Birthdays have always been important to me. I credit my parents with finding creative ways to celebrate a summer birthday when everyone was out of school and sometimes far-flung on vacation. They always made my birthday feel like a big deal. I also realize not everyone is a fan of birthdays, often for good reason and sometimes not.
Birthdays are sacred days, though. We took our first breath and survived the process of labor on the day of our birth. I think of the state motto of my home state of South Carolina when I think of birthdays, “Dum spiro spero.” That’s Latin for “While I breathe, I hope.” I am here, alive, and a child of God. My life and my birthday are sacred.
I’m guessing someone out there will roll their eyes at me when I mention how much I appreciate Facebook birthday messages. Not just the ones I receive on my day, but I value knowing about my friends and their special day. Even if I miss writing a post that day, I still have a moment to think about them and acknowledge their life as a gift. There’s deep meaning in that contemplative and compassionate act.
My friend, Lisa, is celebrating her 50th birthday later this month and as with her 40th, she’s reflecting on this milestone each of the 50 days leading to the big day. She says, “I’ve tried to use it to intentionally reflect on my life – the people who have formed me, family and friends.” On Day 2 she celebrated her goddaughter and posted pictures from her recent high school graduation. I may have to borrow this practice in six years!
There’s at least one other reason I like birthdays. They are important markers of time. Time is as much a mystery to me now as ever, which helps explain why I continue to be fascinated by it. Ask anyone who really knows me, and they will tell you that I live and die by a calendar. As much as I hate to admit it sometimes, it’s true. I also love wall calendars and am the one who designs the family photo calendar every December.
Even recognizing my own attachments to it, I am still awed at how preoccupied we are with time. Just listening carefully to our everyday language, we hear phrases loaded with our obsession with time. “I’m out of time.” “It’s not the right time.” “I made it just in time.” I could go on.
Birthdays not only mark time, they call us out of the constant noise and busyness of our lives to stop and honor time. That’s what I love about Lisa’s reflections leading up to her birthdays marking the decades. The intentional reflection extends to a whole season and makes even deeper meaning out of her life. It encourages gratitude and recounts what is important to her.
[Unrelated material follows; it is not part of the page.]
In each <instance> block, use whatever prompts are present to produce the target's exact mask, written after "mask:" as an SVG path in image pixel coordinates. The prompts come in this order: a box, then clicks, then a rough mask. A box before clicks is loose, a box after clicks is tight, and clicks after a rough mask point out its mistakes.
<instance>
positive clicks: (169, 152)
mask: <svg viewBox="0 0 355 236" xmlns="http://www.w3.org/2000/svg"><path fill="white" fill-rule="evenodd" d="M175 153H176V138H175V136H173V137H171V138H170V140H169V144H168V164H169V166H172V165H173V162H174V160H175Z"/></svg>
It affords her the opportunity to connect or even reconnect with her community. Birthdays have the power to do this if we let them.
How might you celebrate your next birthday? Could it be a day of intentional reflection in addition to celebration? I hope so because you are sacred and so is your birthday.
As I walked out the door leaving my niece’s birthday party, I gave her a hug and reminded her it would be double digits from now on. “Yeah, until I make it to triple digits, Uncle Lyn,” she exclaimed. I smiled and thought, “Dum spiro spero.”
“While I breathe, I hope.”
The Rev. Dr. Lyn Pace is a United Methodist minister and college chaplain who lives in Oxford, Georgia with his spouse and 8-year-old.